List of papers studying a beyond-accuracy measure of naming.
Estudiar
Dell et al.,
2013
norte (#F )a
103 (44)
Post-stroke
tiempo
(meses)
>1
Idioma
Inglés
Dependent variable
Semantic and phonological parameter
weights via computational modelling
Stage of word production
Conceptual/lexical selection and
phonological encoding
respectivamente
Fridriksson
et al.,
2018
harvey &
Schnur,
2015
Schnur
et al.,
2009
Tochadse
et al.,
2018
105 (n.m.)
>6
Inglés
Semantic and phonological noun
Conceptual/lexical selection and
naming errors
phonological encoding
respectivamente
15 (4)
>6
Inglés
Semantic interference in noun naming
Conceptual/lexical selection
12 (n.m.)
>10
Inglés
Growth of semantic interference in noun
Conceptual/lexical selection
naming
53 (n.m.)
>12
Inglés
Semantic and phonological parameter
weights via computational modelling
Conceptual/lexical selection and
phonological encoding
respectivamente
Nota. Post-stroke time was the minimum time between stroke onset and scanning or testing, whichever was performed earlier. n.m. = not mentioned in paper or
supporting information.
a Number of subjects with the number of females stated in brackets.
posteriorly, at the temporo-parietal and parietal-temporal-occipital junctions, including AG.
The p parameter was mainly associated with left SMG and postcentral gyrus (also including
precentral gyrus and insula, similar to our cluster 3). Tochadse et al. (2018) similarly studied
naming through s and p weights from Dell’s computational model. Based on the peak coor-
dinates obtained in their VBCM analysis and coordinates for the subdivision of the temporal
lobe (based on Indefrey & Levelt, 2004), the s parameter was associated with regions in the
mid portion of the left temporal lobe. Peak coordinates associated with the p parameter were
located either in the anterior or mid portions of the temporal lobe.
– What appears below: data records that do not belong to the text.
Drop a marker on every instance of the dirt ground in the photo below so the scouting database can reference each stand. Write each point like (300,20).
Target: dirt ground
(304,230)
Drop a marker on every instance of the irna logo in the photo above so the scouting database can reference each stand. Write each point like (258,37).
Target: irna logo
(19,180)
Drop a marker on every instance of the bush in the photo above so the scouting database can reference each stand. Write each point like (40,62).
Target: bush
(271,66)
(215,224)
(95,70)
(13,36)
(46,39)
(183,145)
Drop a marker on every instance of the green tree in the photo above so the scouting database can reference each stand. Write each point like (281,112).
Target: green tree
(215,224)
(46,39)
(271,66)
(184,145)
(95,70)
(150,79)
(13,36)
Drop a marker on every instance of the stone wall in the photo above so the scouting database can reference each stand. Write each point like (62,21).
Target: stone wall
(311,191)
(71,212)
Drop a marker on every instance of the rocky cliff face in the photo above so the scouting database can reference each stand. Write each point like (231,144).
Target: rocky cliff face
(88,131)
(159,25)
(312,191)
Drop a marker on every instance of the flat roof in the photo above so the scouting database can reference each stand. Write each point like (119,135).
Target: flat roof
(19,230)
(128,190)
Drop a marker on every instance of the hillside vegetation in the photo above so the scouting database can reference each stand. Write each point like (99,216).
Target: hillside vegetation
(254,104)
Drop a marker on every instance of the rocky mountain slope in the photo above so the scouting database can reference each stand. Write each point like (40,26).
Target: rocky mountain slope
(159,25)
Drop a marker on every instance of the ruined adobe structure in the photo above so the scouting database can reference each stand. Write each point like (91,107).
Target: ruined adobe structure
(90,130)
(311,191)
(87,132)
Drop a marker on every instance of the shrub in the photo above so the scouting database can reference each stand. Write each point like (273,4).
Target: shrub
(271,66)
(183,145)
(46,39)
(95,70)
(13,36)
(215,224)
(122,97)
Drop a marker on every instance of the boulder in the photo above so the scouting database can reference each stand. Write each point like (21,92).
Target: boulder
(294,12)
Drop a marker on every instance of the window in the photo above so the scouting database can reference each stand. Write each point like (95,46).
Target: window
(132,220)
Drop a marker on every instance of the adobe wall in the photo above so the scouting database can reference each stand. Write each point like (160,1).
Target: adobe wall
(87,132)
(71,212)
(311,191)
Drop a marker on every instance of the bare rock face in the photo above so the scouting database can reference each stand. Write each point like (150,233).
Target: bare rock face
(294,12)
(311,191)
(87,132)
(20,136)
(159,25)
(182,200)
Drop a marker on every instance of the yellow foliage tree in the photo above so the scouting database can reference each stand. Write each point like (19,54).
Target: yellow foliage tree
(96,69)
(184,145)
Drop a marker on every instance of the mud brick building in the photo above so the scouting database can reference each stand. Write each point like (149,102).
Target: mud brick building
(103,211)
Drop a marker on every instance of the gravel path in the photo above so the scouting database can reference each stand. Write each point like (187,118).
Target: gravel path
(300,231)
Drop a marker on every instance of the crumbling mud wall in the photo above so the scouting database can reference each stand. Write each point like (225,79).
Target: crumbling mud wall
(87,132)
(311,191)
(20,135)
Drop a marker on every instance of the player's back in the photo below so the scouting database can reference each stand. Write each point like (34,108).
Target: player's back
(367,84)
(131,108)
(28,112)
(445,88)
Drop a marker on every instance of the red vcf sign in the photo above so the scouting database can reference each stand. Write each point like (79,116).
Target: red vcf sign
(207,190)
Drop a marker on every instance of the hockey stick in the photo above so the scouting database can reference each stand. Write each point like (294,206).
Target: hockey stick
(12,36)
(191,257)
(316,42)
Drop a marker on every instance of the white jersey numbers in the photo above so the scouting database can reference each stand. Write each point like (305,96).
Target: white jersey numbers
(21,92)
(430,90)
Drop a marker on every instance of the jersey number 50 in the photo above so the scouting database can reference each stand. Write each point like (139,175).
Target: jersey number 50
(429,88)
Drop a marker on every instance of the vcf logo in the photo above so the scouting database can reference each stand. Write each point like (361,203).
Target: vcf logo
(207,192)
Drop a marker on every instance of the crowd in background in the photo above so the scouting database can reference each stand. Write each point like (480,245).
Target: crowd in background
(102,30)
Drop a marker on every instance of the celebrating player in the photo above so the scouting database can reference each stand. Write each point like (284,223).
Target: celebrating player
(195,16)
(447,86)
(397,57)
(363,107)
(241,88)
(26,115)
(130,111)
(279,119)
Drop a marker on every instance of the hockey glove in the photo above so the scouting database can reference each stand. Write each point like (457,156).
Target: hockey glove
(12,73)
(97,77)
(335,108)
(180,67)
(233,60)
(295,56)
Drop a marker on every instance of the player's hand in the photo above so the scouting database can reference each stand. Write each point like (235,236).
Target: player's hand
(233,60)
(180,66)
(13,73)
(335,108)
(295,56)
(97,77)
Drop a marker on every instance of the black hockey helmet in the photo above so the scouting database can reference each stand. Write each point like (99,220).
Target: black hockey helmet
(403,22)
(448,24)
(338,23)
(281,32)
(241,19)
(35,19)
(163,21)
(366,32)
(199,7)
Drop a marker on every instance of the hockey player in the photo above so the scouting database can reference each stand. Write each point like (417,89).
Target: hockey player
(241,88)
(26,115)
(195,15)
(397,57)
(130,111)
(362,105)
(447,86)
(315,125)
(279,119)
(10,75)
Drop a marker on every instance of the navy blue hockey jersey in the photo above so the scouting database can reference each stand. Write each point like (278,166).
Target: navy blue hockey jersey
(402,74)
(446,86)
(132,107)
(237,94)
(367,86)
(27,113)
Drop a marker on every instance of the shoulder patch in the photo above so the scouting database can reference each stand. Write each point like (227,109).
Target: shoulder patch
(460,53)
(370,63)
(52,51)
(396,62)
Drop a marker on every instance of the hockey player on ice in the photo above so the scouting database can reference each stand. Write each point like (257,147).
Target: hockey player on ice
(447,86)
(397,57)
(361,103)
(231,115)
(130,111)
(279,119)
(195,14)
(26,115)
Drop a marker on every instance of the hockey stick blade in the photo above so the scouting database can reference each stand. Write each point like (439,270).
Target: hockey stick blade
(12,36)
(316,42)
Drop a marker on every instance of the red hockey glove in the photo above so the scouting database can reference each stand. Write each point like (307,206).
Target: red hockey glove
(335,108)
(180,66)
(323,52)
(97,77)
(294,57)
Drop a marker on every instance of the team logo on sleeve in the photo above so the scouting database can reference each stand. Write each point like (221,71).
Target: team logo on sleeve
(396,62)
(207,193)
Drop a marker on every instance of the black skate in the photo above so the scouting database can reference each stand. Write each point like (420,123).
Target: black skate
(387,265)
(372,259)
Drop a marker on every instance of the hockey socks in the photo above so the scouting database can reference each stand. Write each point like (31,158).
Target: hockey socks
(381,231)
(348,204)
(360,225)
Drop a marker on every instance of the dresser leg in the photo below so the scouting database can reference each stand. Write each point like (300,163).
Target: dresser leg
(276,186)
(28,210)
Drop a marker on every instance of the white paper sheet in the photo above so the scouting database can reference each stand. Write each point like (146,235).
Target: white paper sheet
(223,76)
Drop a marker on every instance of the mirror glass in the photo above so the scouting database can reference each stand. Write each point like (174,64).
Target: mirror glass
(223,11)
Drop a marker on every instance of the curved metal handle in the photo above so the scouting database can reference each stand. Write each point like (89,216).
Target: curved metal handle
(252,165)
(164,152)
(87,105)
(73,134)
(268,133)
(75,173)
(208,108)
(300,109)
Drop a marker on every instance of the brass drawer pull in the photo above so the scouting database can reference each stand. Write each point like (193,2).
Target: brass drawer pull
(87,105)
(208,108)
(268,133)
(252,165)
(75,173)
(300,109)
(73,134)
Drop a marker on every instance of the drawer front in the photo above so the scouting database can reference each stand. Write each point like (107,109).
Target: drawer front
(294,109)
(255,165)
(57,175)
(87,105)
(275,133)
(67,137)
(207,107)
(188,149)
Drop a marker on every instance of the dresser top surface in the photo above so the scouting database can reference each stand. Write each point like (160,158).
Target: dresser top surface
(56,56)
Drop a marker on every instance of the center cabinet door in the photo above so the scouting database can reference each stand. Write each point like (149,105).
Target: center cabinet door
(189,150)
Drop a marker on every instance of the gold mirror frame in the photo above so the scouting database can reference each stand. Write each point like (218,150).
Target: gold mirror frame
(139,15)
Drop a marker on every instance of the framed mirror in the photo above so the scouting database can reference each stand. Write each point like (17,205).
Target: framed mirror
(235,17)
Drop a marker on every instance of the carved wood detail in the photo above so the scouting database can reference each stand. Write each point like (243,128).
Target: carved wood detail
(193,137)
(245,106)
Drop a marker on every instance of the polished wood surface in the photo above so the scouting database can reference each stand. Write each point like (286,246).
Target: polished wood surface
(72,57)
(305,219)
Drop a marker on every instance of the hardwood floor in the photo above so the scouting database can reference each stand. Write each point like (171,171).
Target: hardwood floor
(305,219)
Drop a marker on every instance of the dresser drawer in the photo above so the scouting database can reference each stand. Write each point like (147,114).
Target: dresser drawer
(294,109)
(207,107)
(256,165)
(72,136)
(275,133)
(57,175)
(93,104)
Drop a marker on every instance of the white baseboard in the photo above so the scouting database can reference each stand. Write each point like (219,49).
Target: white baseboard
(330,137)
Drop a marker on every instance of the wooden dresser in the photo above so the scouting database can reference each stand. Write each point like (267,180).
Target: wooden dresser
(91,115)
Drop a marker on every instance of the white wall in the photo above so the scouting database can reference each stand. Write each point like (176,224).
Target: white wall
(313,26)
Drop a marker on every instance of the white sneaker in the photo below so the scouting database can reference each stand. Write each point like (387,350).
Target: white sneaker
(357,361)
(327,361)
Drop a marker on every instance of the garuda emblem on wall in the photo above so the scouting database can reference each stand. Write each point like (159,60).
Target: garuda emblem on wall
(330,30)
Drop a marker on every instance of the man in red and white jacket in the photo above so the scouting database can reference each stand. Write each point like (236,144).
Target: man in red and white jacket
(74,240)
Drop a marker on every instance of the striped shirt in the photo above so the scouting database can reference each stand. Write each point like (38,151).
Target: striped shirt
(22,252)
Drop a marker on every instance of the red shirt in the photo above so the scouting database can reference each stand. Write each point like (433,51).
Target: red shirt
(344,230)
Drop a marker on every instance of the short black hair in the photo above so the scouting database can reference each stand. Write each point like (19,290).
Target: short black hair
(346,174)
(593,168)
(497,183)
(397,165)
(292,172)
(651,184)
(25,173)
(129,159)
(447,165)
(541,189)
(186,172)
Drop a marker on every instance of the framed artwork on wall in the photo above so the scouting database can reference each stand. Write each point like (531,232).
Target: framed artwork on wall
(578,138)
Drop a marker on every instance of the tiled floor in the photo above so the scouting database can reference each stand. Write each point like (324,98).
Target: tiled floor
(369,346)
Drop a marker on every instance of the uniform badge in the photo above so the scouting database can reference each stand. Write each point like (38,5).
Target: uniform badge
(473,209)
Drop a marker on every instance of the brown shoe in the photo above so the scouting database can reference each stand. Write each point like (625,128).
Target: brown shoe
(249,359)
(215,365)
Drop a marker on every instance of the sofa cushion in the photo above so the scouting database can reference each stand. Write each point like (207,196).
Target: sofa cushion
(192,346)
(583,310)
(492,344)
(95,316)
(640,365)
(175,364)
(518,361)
Two other papers combined LSM with semantic interference, which could be linked to the
conceptual-lexical selection stages of word production (Roelofs, 2018). Harvey and Schnur
(2015) studied the areas involved in both semantic interference and growth of interference
across cycles in naming. The largest significant cluster associated with semantic interference
was located in the left posterior MTG (according to the subdivision adopted here: MNI −52,
−40, −5, Talairach y = −40), close to our cluster 2, whilst the other cluster was located in the
left mid MTG (according to the subdivision adopted here: MNI −49, −21, −8, Talairach y =
−22). No region was significantly associated with growth in interference across naming cycles.
This latter dependent variable, eso es, the growth of interference, was specifically studied in a
study by Schnur et al. (2009). VLSM analysis revealed that growth of interference was signif-
icantly related to voxels only in the “posterior” (author’s own terminology) left IFG.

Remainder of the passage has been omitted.